Prime Minister Nouri al-Maliki has reportedly revoked the security company's license and vowed to punish those responsible.

Government spokesman Ali al-Dabbagh said the Cabinet held a meeting Tuesday and confirmed that "it is necessary to review the status of local and foreign private security companies working in Iraq according to what is suitable with Iraqi laws."

Al-Dabbagh also said the Cabinet supported the Interior Ministry's decision to withdraw the license of the North Carolina-based security firm, expedite an investigation and ensure all those who attacked civilians were held accountable.

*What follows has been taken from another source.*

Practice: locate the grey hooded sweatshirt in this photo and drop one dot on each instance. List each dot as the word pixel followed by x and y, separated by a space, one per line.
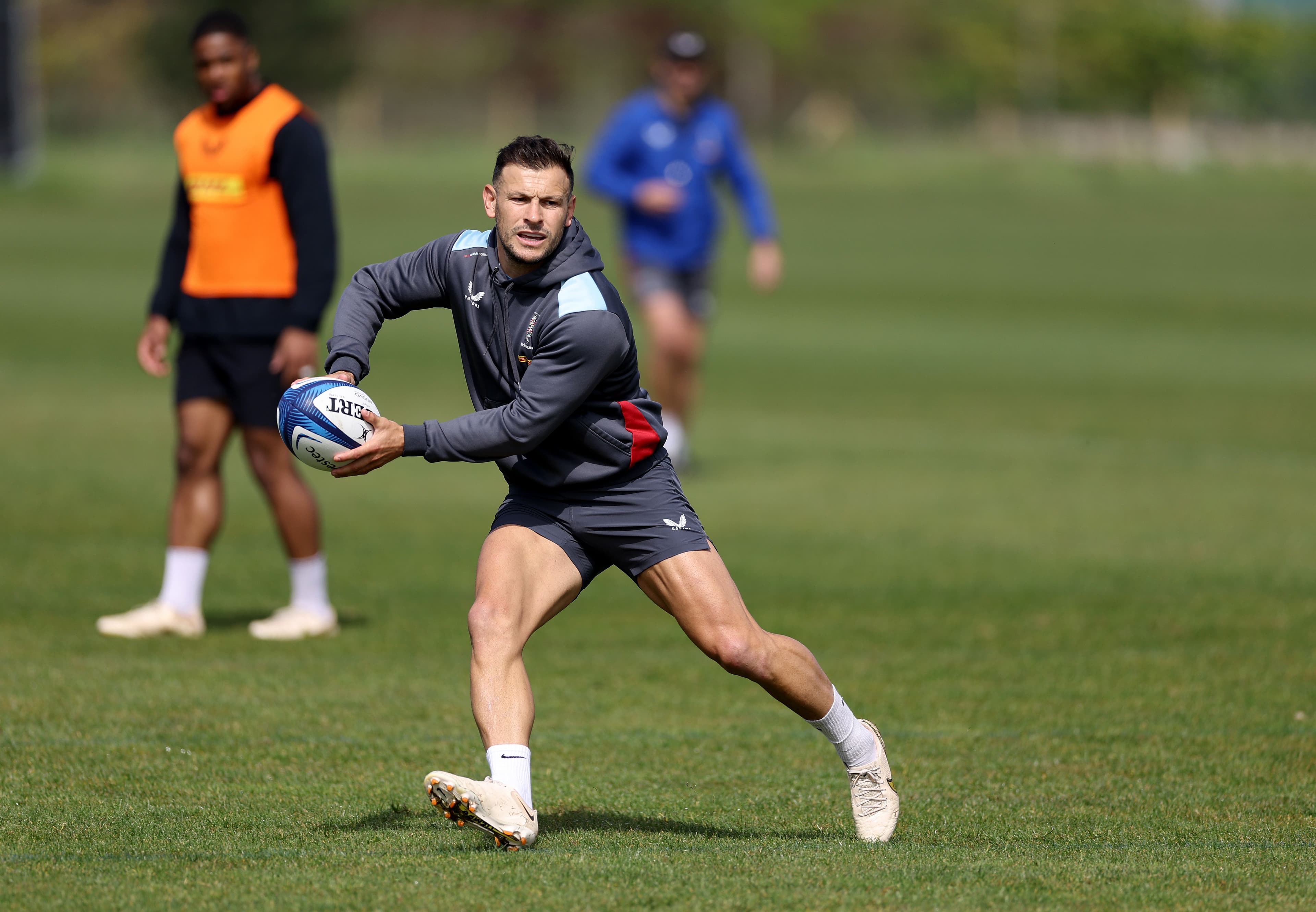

"The company should respect Iraqi laws and the dignity of the citizens," al-Dabbagh said in a statement released by his office.

Meanwhile, radical Shiite cleric Muqtada al-Sadr has called for all contracts of foreign securities firms to be annulled and blamed the government for failing to protect Iraqis, noting the shootings occurred on a busy square filled with Iraqi troops.

"This aggression wouldn't have happened had it not been for the presence of the occupiers who brought these companies," al-Sadr's political committee said in a statement issued by his office in the holy city of Najaf.

Whether the Iraqi government has any power to revoke Blackwater's license is unclear.

Order No. 17, a law issued by the Coalition Provisional Authority in Iraq before the Iraqis regained sovereignty in June 2004, gave the companies immunity from Iraqi prosecution. And as civilian contractors, Blackwater employees are not subject to U.S. military law.

With fleets of armored vehicles, numerous helicopters — sometimes with visible door gunners — and at least 1,000 security staff, Blackwater is one of the most visible private security companies in Iraq.

It's not the first time actions by Blackwater have come under scrutiny. Iraqi officials say Blackwater is often too aggressive when it is out on the streets of Baghdad and there have been at least three other civilian shooting incidents.

Blackwater said its contractors acted lawfully and appropriately in response to a hostile attack. A spokeswoman claimed the civilians that Blackwater employees reportedly fired on were actually armed men.

American officials refused to explain the legal authority under which Blackwater operates in Iraq or say whether the company was complying with the order. It was also unclear whether the contractors involved in the shooting were still in Iraq.